For our first meal in Québec city we went at the restaurant on rue Saint-Jean, and the last at the Saint-Paul location, which is two minutes away from the coach/train station. You should definitely consider stopping there on your way to/from the terminal!
Pizza: Nina Pizza Napolitaine
In Paris, it’s not easy to find pizza places where they do vegan pizza, even the simplest Italian delicacy: the marinara. But at Nina Pizza Napolitaine they had the marinara AND two other vegan pizza with more stuff on it (but don’t make any mistake, it’s not because the Marinara doesn’t have fancy stuff on that it’s not coma-inducingly delicious). We ordered a marinara and the Piena di Verdure vegan pizza with its mushroom bacon (hm, yes please!) and shared. They were both to die for.
At least take Simone’s opinion seriously: he said the crust was yummy, and it really was. Run over there! You’ll find the restaurant at 410 rue Saint-Anselme.
Japanese food: Tora-Ya Ramen
What’s harder to find than vegan pizza in Paris? Vegan ramen in any Japanese restaurant around the world.
But not in Québec! Tora-Ya Ramen have vegan ramen that are made in miso broth, with veggies and no eggs or anything. It was delicious and so filling Simone had to finish my bowl.
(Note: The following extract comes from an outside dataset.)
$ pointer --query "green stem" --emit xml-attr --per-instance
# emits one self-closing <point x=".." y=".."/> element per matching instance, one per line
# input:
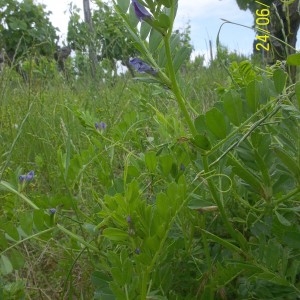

That might be because I ate most of the side of Agedashi tofu (super yummy fried tofu) we had ordered, because #sorrynotsorry it was sooooooo good!!
Tora-Ya Ramen is pretty close to Nina Pizza, at 75 rue Saint-Joseph Est.
Where to stay in Québec city
Hôtel Château Laurier
We made a full review about our stay in the beautiful La Luxueuse room at Hôtel Château Laurier: we had a beautiful time. It’s outside of Old Québec – not far from the ramparts of the Citadelle – but for us it was actually better: more practical, less people, less noise.
The hotel – beside great rooms – has an indoor saltwater pool, finnish saunas, spa, and electronic wine bars (why yes, you read that right)!
Winter sports in Québec: watch out for any competition
Big Air World Cup in Québec city
We were so lucky that the Big Air WorldCup was starting on our last day in Québec city! We spent an hour watching in awe the contestants doing their flips for the qualifications!
That did not set high expectations for our ski day AT ALL!!!
More seriously, always check out if something is going on when you’re coming to Québec because it’d be so sad to miss something like that!
Good to know
Where to find SD cards for your camera
We ran out of space on our SD card thanks to our new amazing camera making huge pictures. We were in the middle of Old Québec when it happened and believe us when we say that we went to E V E R Y souvenir shops and none on them sold SD cards. We found that pretty surprising, but mostly problematic.
Someone suggested we went to La Source, the electronics shop on rue Saint-Jean (1000 rue Saint-Jean – just by the Porte Saint-Jean, you can’t miss it) so we gave up after checking out honestly every shop in the area and went back there to buy a card. They had extensive choice about everything electronic so don’t freak out if you forget your charger or run out of SD card space like us!
Quebec city public transportation
As said earlier, be sure to have some (exact) change when you arrive in Québec city to buy a bus ticket, unless you really want to walk. Once you get to the RTC office, you can choose between tickets, day passes, etc. We decided to go with day passes since they’re not that expensive and we expected to take the bus a lot.
Warm thanks to Orléans Express and QuebecRegion for hosting us during this trip. As always, all thoughts and opinions expressed on this post are completely our own.